The Boy At The Back Of The Class by Onjali Rauf

Values: Empathy, Friendship, Kindness, Acceptance, Inclusivity... and lots more!

This modern book was the winner of both the Blue Peter Book Award in 2019, and the Waterstones Children's Book Prize also in 2019. It has received lots of praise and I couldn't wait to read it! Onjali Rauf has worked supplying emergency aid to refugees at Calais and Dunkirk, and this story has been inspired by some of the people she met. She has gone on to set up the NGO, Making Herstory - a charity set up to end the abuse and trafficking of women and girls. Similarly to the last book I reviewed, My Hair by Hannah Lee, this book is also based on Onjali Rauf's personal experience of growing up in Britain and not seeing herself represented in the books she was reading. She wanted to change this rhetoric for children today and, through her books, mirror the diverse nature of the society we are living in.

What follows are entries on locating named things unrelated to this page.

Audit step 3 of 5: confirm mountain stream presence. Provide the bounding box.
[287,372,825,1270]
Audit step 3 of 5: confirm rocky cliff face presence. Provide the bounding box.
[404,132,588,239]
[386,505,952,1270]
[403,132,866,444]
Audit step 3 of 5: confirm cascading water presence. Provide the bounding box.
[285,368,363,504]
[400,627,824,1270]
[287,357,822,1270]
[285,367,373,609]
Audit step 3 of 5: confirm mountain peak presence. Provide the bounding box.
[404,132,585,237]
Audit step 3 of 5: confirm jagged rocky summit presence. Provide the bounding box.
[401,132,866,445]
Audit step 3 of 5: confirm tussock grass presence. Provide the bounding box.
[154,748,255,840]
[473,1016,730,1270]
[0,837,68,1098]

In this story, Ahmet arrives into a new classroom and the story follows his journey as his classmates react to his arrival. The story is told through the eyes of one of his peers, also nine years old, who discovers that Ahmet is a refugee. The book covers discussions about what being a refugee means and what hardships Ahmet has faced to reach England. As the children learn that he is here without his family, they devise a plan to reunite them by writing to the Queen and this leads them to many adventures along the way!

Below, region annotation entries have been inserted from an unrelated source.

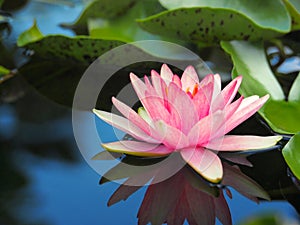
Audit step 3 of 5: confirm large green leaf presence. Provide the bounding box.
[289,73,300,102]
[284,0,300,30]
[19,59,87,107]
[138,0,291,43]
[88,0,160,42]
[17,20,124,64]
[260,100,300,134]
[221,41,300,134]
[62,0,137,27]
[221,41,284,100]
[159,0,291,32]
[0,65,17,84]
[282,133,300,179]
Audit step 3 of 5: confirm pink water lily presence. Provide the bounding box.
[94,64,281,182]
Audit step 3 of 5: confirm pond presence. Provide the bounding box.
[0,0,300,225]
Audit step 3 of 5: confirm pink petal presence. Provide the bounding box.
[151,70,167,99]
[160,64,173,86]
[129,73,147,100]
[221,76,242,105]
[212,74,221,102]
[155,120,189,150]
[214,190,232,225]
[211,96,244,139]
[192,82,213,119]
[102,141,172,156]
[141,91,170,123]
[168,83,198,134]
[212,76,242,111]
[93,109,160,143]
[172,74,182,89]
[112,97,152,134]
[224,95,269,134]
[188,111,225,146]
[181,66,199,91]
[180,148,223,183]
[206,135,282,151]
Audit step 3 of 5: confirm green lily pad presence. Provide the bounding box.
[138,0,291,43]
[61,0,137,28]
[159,0,297,32]
[17,22,124,64]
[260,100,300,134]
[88,0,160,42]
[282,133,300,179]
[283,0,300,30]
[221,41,285,100]
[0,65,17,84]
[221,41,300,134]
[288,73,300,102]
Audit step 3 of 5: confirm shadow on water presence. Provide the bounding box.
[0,0,300,225]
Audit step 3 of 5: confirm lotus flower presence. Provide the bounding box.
[93,64,281,183]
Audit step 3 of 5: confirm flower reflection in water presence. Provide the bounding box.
[98,153,269,225]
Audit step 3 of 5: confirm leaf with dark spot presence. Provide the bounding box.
[17,22,124,65]
[61,0,137,29]
[138,0,291,43]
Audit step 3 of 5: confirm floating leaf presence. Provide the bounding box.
[159,0,290,32]
[260,100,300,134]
[138,0,291,43]
[61,0,137,28]
[239,213,282,225]
[17,22,124,64]
[88,0,163,42]
[221,41,300,134]
[282,134,300,179]
[288,73,300,102]
[283,0,300,30]
[221,41,284,100]
[0,65,17,84]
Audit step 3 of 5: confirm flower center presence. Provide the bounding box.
[186,84,199,98]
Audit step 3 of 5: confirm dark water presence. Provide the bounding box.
[0,1,297,225]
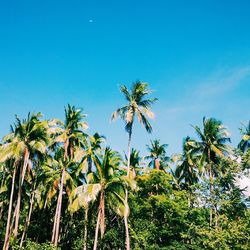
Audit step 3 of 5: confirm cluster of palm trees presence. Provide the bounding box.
[0,81,250,250]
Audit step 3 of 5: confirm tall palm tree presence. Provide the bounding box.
[70,147,130,250]
[0,113,48,249]
[145,140,170,170]
[75,133,105,173]
[238,121,250,153]
[193,117,231,226]
[124,148,142,179]
[51,105,88,246]
[111,81,157,250]
[175,136,199,207]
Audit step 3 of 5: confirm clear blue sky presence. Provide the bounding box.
[0,0,250,154]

One of the main Values that shines through in this book is empathy. There are many people who show great empathy towards Ahmet in his first few months of being in England and it is easy to find examples of empathy throughout the book. It is also also easy to find some examples of when characters do not show this Value. It could be a good circle time (or bedtime story) conversation about why Brendon chooses to pick on Ahmet. Why do bullies choose to act in this way? What should you do if you witness this? This could be a really good book to focus on in the lead up to Anti-Bullying Week in November.

Secondly, I would focus on the Values of friendship and kindness. In the story, Ahmet's new friends work out ways to make him happy. They even find out that pomegranates are native to his country of Syria and bring him one to school! The more they uncover of his story, the more they want to help him. Sometimes, they even endanger themselves and do things they know are wrong in an act of kindness and friendship. I feel that Onjali Rauf handles this sensitively in the way a nine-year-old may view the situation.

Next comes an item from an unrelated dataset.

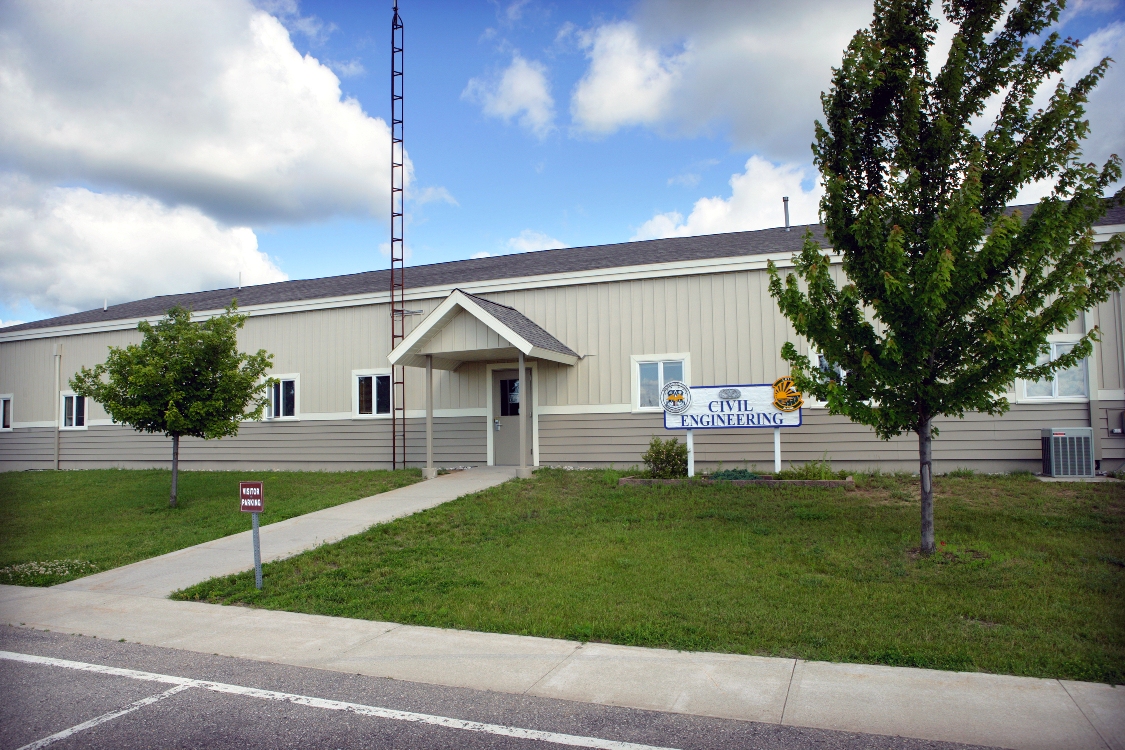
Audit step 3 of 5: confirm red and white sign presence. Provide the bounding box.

I would also unpick the Values of acceptance and inclusivity. What does it mean to really accept someone? I would discuss the difference between acceptance and tolerance, and how the two words are sometimes used interchangeably, but actually mean different things. I personally don't like the Value of tolerance because I feel it means 'putting up with' someone as opposed to actively accepting and including someone. In classrooms, discussions about how we accept and include everyone could be had. What makes you feel included in our classroom? Do we celebrate our differences? Why is being an inclusive society beneficial? What do you bring to our community that is unique? What does Ahmet bring to his school and classroom?

You could ask children what other Values they see represented in this book. There are so many! You could focus on: hope and determination as Ahmet's friends embark on a mission to make his life better by reuniting him with his family and stopping the bullying at school; compassion and consideration for those around us who have suffered hardships we may never experience; respect for people from all backgrounds and cultures; peace as we think about the effect that war has on families, communities and children around the world.

I think this book is jam-packed with Values lessons and am not surprised it received the prestigious book awards back in 2019. I would study this book with children aged Year 4 upwards, but it depends on your cohort. I will definitely be keeping this book on my Values bookshelf as a child's perspective on the issue of immigration in our country today.